Armando Uribe recuerda a Sergio Larraín
El Premio Nacional de Literatura 2004 escribe sobre el legendario fotógrafo nacional.
Sergio Larraín iba al colegio Saint-George o San Jorge, como
lo llamábamos de niños, para contrarrestar el deseo de los
sacerdotes de la Holy Cross. Estos últimos eran tratables,
pero pocos entre ellos hombres cultivados.
Algunos profesores locales eran eximios, como los del último
ciclo (alumnos entre 14 y 17 años de edad) Roque Esteban
Scarpa y Mario Góngora, que también hacían clases en el
Pedagógico de la Universidad de Chile.
El Queco Larraín era flaco, no muy alto y caminaba a trancos largos en las puntas de los pies. Vivía con sus
padres y hermanas en una casona dentro de un arbolado, en el gran triángulo entre el Canal San Carlos y el
río Mapocho, donde comienza la Avenida Providencia. Se dedicó, a la salida del colegio, a sus notables
fotografías. Casi 30 años después supe en París la historia o leyenda de una fotografía suya, tomada ahí,
precisamente en l’Ile-Saint-Louis, detrás de la isla de la Cité, mirando al ábside de Notre-Dame.

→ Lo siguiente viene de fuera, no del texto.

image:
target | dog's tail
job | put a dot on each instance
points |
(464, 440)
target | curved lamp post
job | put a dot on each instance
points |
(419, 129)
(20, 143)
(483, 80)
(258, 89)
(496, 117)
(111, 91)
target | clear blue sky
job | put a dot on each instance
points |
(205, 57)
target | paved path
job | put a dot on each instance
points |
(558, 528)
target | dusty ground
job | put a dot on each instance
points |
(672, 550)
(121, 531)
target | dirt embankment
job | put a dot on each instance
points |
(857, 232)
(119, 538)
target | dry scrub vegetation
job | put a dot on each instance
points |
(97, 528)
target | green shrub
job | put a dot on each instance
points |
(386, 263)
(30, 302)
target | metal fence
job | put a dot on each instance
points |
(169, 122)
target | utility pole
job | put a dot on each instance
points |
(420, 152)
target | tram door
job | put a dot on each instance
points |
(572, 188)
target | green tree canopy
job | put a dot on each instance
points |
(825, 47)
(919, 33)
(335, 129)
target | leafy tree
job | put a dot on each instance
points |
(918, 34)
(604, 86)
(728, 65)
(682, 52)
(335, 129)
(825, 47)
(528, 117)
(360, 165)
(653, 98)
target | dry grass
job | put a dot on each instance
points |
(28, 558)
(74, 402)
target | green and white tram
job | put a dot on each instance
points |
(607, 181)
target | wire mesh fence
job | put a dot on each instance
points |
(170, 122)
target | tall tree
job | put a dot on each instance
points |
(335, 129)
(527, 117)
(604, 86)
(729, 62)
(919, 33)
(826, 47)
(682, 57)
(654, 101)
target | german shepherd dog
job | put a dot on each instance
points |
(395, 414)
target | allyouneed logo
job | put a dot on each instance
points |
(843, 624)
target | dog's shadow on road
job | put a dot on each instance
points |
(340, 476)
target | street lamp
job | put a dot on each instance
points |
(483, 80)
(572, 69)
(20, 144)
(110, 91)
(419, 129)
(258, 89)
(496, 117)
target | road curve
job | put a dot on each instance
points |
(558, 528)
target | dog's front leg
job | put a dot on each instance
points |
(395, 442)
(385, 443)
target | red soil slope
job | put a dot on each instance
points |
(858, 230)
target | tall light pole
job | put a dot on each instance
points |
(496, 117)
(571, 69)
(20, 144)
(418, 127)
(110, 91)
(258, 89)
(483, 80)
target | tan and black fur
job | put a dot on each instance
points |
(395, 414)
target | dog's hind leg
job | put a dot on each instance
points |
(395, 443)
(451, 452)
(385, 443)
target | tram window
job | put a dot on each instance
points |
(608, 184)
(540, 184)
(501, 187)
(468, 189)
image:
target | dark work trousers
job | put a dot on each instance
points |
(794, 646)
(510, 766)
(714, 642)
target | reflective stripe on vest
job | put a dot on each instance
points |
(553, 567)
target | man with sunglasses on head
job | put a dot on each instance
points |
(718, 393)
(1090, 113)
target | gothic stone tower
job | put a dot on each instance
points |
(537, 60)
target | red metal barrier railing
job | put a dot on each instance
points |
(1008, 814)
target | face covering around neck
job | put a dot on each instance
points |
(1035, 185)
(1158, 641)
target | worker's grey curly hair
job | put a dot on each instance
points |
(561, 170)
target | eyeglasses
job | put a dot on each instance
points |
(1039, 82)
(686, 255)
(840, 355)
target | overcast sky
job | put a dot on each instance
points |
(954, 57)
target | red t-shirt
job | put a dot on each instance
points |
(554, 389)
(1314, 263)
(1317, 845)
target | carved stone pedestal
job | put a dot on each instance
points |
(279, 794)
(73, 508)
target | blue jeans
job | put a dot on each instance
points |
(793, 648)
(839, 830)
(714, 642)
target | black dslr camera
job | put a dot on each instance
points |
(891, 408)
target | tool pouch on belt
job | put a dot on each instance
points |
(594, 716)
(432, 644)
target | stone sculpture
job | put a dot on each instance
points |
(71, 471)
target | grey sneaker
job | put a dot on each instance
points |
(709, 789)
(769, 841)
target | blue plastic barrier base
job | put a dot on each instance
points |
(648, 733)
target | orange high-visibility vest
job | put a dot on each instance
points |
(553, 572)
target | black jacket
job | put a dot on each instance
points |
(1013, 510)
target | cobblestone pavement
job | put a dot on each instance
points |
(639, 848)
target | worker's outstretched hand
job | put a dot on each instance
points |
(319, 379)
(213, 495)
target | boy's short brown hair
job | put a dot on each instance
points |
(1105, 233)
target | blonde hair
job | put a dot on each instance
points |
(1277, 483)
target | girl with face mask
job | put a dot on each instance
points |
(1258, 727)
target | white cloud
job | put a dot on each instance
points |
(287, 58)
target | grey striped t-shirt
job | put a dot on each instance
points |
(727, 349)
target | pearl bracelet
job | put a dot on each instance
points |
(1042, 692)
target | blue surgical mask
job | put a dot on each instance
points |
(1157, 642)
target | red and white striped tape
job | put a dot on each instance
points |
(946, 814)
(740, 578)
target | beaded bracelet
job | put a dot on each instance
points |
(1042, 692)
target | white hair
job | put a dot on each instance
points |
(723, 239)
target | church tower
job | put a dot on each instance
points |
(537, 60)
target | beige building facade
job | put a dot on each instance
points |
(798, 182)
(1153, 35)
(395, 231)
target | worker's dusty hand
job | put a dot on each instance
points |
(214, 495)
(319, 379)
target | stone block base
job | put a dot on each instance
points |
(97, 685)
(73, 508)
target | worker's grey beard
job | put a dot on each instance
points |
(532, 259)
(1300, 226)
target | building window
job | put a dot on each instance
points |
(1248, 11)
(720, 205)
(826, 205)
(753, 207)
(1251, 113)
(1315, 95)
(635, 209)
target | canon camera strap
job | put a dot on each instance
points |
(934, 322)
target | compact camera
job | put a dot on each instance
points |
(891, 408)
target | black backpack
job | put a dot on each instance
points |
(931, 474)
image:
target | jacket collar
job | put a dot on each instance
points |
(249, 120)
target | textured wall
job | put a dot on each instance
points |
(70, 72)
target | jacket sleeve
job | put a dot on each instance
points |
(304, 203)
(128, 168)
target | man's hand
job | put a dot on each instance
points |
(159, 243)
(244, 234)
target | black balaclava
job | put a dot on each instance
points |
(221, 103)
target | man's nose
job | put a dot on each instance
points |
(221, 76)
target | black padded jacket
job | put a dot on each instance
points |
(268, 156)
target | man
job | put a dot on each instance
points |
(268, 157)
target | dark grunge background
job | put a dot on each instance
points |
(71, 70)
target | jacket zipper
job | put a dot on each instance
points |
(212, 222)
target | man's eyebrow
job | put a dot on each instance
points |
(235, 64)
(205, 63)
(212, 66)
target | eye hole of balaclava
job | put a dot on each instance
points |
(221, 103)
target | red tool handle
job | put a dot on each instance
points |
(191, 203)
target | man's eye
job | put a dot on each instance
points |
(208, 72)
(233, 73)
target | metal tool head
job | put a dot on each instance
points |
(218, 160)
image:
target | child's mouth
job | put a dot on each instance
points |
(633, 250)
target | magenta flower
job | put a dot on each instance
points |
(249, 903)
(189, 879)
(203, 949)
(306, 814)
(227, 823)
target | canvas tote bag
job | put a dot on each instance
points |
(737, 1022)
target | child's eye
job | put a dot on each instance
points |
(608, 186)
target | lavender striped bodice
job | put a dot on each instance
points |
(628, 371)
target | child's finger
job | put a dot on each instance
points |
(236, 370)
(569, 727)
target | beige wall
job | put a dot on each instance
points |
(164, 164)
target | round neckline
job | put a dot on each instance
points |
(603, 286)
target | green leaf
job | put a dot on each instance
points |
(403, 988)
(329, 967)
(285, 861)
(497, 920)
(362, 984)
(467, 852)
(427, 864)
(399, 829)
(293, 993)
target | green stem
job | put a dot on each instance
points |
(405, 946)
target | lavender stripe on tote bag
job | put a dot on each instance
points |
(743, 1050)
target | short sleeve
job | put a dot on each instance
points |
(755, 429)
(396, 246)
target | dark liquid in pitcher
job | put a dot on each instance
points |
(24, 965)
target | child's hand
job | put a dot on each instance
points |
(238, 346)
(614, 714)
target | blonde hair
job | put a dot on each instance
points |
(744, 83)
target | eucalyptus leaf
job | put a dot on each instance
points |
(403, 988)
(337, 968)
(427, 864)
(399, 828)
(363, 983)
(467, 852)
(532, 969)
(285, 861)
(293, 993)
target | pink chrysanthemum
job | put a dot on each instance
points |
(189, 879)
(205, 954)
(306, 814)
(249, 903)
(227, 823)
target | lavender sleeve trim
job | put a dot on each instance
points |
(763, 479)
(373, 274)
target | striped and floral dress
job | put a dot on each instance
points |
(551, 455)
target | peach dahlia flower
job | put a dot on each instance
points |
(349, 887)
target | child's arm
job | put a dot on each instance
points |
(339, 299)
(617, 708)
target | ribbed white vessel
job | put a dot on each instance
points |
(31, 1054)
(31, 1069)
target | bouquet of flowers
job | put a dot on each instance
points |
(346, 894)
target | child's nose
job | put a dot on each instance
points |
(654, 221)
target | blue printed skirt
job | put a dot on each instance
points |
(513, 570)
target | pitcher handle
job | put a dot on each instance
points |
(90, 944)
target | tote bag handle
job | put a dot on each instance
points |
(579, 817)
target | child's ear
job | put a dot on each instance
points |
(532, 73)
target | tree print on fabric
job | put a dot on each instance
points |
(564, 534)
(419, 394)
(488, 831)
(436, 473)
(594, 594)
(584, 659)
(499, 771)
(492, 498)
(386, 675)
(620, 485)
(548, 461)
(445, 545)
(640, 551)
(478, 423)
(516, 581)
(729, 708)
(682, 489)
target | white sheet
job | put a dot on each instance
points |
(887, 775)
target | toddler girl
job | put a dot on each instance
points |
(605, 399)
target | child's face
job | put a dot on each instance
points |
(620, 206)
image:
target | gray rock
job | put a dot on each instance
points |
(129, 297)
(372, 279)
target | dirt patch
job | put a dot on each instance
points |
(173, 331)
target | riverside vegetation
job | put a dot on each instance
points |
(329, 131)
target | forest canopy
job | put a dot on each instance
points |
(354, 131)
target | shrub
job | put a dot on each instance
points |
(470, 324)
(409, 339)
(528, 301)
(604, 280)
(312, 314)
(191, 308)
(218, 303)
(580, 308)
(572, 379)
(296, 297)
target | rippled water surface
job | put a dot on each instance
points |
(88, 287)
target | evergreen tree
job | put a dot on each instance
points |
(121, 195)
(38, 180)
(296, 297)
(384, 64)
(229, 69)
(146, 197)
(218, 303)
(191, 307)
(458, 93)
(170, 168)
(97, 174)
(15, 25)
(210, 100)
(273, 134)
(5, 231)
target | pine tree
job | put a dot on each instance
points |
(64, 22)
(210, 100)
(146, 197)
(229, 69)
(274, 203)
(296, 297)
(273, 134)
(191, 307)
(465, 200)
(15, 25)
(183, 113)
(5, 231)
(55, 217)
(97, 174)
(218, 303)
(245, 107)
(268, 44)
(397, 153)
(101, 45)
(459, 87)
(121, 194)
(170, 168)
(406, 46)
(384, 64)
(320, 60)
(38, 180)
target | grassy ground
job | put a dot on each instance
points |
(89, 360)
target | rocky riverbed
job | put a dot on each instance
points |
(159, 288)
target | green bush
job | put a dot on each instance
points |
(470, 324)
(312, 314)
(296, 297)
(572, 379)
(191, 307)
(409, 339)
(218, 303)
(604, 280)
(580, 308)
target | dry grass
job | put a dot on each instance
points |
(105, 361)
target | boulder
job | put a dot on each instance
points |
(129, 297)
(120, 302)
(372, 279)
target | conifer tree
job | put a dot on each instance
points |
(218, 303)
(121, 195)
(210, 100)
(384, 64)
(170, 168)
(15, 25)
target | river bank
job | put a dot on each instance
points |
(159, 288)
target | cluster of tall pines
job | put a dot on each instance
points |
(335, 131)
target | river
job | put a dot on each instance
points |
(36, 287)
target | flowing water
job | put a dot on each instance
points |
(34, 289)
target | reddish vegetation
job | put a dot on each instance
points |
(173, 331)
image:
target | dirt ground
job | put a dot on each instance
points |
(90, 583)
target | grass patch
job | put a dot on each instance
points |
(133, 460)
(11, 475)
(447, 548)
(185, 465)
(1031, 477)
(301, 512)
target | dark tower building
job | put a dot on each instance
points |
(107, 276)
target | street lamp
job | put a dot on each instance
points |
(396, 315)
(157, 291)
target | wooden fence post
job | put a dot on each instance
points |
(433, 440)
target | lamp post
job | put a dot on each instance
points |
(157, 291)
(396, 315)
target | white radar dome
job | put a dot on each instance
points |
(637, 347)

Captó, sin darse cuenta claramente de la escena, un acto de malas costumbres que registró el revelar el
negativo de la foto.
Julio Cortázar, el sorprendente escritor argentino en París, conocía al Queco, y era a su vez frecuentador de
la isla Saint-Louis.
Supe del hecho y de la fotografía. Se interesó mucho y escribió su cuento Las babas del diablo, famoso
apenas publicado.
El célebre cineasta italiano Michelangelo Antonioni leyó el cuento atroz de Cortázar –quizás en qué lengua,
pues fue muy traducido– y fundándose en él, como lo reconoce en los créditos de la película, filmó en inglés
Blow-up, transformando el episodio en una foto de delito, en un parque de otra ciudad que, al revelarse el
negativo e ir ampliando la fotografía sucesivamente, cada vez más grande, permite que el mayor ejemplar,
marcado por los puntos de la ampliación, revele, en otra acepción de esta palabra, lo que había ocurrido.
Han pasado casi otros 30 años y estamos en Chile. Sergio Larraín vive, casi enclaustrado, en un valle
transversal del Norte Chico.
Escribo esto en Santiago, casi enclaustrado. No me acuerdo bien si conocí la historia de aquella fotografía,
tomada en la isla del Sena, por Julio Cortázar en París, o si me la relató algún amigo, o si yo me la inventé
una tarde en el largo aburrimiento desesperado del exilio, que vivimos en l’Ile-Saint-Louis.